薬膳の書

* * * 第十三弾 * * 「ひし」 * * *

忍者が敵にまく、“蒔きビシ”は、この実のことなんですよ!

1年生の水草で、茎は細長く、水の深さと同じ。
葉は、水中葉と水上葉があり、水中葉は根の
形をしている。

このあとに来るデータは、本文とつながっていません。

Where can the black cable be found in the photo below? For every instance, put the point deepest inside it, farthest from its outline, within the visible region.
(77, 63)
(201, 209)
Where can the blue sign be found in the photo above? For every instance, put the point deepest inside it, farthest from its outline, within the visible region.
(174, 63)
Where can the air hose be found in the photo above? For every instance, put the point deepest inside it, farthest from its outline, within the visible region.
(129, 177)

水上葉は、菱形をしている。
この菱形の葉の形から、“ひし”となったのでは
ないかと言われている。
葉柄の部分には、空気を貯えるようにできており、
これが、浮き袋のような働きをするので、水に浮く
のに便利な植物構造となってます。
(写真左下は、干した菱の実)

白色の4弁の花が咲き、2個の“がく”が左右斜めに鋭くとがった刺針になる。
食用にする種子は、子葉で、タンパク質とデンプン質を含んでいる。
他に、オニビシヒメビシがあり、ヒシより小さく4本刺針があるのが、「ヒメビシ」
ヒシより大きく、4本刺針があるのが、「オニビシ」

−薬効と用い方−
滋養、強壮、消化促進に、種子を生食したり、ゆでて食べる。

9〜10月頃、果実をとり、水洗いし日干しする。
胃がんに、刺針のある果実を煎じて飲む。
種子のアルコール浸出液には、抗がん作用があるといわれている。
胃がん、乳腺がん、子宮頸がんなど。


−古書からも−
「万葉集」にヒシを摘む歌があるので、古くから“菱の実”を利用していた。
他の書物にも。。。
「大和本草」(やまとほんぞう)1708年
※ 生にても蒸しても食う。飢えを助く。
「和漢三才図会」(わかんさんさいずえ)1713年
※ 菱の果肉は胃腸をよくし、五臓を補い、暑を解き、消渇を止む。
「本朝食鑑」(ほんちょうしょっかん)1697年
※ 滋養、強壮、二日酔い、消化を助けるなどの薬効をあげている。